Trump has adopted a hostile posture toward the JCPOA even as his administration has certified Iranian compliance twice so far, allowing for the continued waiving of certain sanctions against Iran. After the second certification, Trump assigned a team of his White House confidantes to search for and offer to him “options” to potentially decertify Iranian compliance. He had wanted the State Department to search for such options previously, but the department had come up empty-handed.
Also during a recent summit of the G20 in Germany, Trump attempted to urge European countries not to do business with Iran. That activity by the US president constituted a violation of the text of the JCPOA, according to Iran.
All of that Trump administration rhetoric and action has strengthened speculation and concern that the US may want to unilaterally pull out of the deal.

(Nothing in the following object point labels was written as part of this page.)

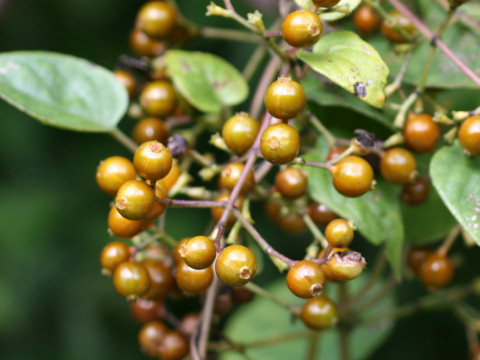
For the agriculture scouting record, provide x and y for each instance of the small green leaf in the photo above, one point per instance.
(376, 214)
(457, 180)
(331, 95)
(347, 5)
(207, 81)
(427, 222)
(62, 91)
(352, 63)
(262, 319)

Iran has been in contact with its European partners to urge against American non-performance but has said it is prepared for any scenario.
Relations with neighbors & economic diplomacy
Elsewhere in his Sunday interview, Zarif said the enhancement of relations with Iran’s neighbors and activating economic diplomacy were two other major priorities.
“We are in a region, where, unfortunately, there are upheavals and turbulence stemming from the wrong policies of [certain] regional countries, dangerous foreign interventions, and a surge in extremism,” he said. “Our region needs calm.”
He also said Iranian diplomacy had to facilitate the country’s development.
“In the past,” he said, “foreign policy was not only incapable of helping our development but also incurred costs, because of pressure by foreign powers.”
Things had changed under President Rouhani, he said.
The Iranian foreign minister suggested that the JPCOA had removed barriers in the way of trade with Iran by removing United Nations Security Council resolutions that had been imposed under Chapter VII of the UN Charter.
Zarif said that would also help a revitalized Iranian role in international organizations on the issue of human rights. He said Iran had to play that role more strongly now.